A Quarta Câmara de Direito Privado do Tribunal de Justiça de Mato Grosso condenou o deputado estadual Gilberto Cattani (PL) ao pagamento de R$ 20 mil por danos morais, além da obrigação de publicar uma retratação em seu perfil no Instagram. A decisão foi tomada nesta quarta-feira (15), após análise de recurso movido pela associação MT Queer.

O colegiado seguiu, de forma unânime, o voto do desembargador Rubens de Oliveira Santos Filho, que divergiu inicialmente da relatora Serly Marcondes Alves. Em primeira instância, a entidade havia tido o pedido negado, cenário que se repetiu em decisão inicial no próprio tribunal. No entanto, após pedido de vista, Rubens apresentou voto favorável à associação, posteriormente acompanhado pela relatora, consolidando o entendimento unânime da Câmara.

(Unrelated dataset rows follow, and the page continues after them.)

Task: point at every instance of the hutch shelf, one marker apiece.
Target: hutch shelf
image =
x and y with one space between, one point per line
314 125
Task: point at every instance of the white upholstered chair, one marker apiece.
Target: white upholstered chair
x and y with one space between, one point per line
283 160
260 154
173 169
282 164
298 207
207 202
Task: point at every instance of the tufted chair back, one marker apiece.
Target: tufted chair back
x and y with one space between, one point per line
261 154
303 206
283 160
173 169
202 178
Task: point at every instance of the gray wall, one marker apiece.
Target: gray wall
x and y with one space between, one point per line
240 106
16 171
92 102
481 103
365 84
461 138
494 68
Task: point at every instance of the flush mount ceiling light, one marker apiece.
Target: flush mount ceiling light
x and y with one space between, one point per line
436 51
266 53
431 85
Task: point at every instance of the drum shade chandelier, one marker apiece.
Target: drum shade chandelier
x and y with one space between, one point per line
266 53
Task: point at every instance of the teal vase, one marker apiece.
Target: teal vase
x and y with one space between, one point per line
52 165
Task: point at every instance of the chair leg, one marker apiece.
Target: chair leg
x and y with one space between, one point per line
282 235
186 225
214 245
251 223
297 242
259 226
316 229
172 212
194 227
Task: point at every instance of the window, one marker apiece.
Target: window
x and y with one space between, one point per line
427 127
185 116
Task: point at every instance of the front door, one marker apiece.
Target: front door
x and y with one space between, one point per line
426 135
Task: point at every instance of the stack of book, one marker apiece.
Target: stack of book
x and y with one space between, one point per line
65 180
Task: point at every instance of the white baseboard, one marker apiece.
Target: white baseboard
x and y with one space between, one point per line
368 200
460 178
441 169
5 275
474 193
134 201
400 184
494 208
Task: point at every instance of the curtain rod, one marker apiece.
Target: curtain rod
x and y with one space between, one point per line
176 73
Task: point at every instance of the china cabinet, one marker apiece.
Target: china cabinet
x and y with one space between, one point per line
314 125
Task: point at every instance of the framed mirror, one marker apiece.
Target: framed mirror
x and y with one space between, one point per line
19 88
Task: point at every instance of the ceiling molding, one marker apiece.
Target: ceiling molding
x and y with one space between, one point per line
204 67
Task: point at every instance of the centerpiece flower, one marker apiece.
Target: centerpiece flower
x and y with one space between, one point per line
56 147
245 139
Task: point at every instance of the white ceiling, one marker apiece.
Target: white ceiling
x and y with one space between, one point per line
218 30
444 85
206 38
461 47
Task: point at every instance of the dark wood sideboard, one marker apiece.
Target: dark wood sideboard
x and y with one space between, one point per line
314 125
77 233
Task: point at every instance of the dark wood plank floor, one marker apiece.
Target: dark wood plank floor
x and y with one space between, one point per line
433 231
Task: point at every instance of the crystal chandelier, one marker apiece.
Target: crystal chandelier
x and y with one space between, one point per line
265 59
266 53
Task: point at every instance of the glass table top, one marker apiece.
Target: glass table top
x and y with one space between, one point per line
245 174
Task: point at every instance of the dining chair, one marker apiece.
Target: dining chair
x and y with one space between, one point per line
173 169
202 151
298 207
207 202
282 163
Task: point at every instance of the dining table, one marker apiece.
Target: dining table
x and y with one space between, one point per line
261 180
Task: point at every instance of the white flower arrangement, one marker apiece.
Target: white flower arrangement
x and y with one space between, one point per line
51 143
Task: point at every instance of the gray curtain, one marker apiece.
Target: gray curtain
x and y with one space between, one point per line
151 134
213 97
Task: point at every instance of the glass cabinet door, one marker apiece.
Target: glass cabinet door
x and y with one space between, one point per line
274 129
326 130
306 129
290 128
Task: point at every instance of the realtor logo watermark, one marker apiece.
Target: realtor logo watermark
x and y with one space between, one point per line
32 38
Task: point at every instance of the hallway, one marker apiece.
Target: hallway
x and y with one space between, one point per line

No voto, o desembargador destacou que o parlamentar possui histórico de manifestações consideradas polêmicas e apontou que, neste caso, houve extrapolação dos limites da atuação política. Segundo ele, as declarações não configuram exercício legítimo da função parlamentar, mas sim conteúdo discriminatório. “É nítido que o tom adotado não se caracteriza como crítica administrativa ou política, mas revela conteúdo de segregação e preconceito”, afirmou.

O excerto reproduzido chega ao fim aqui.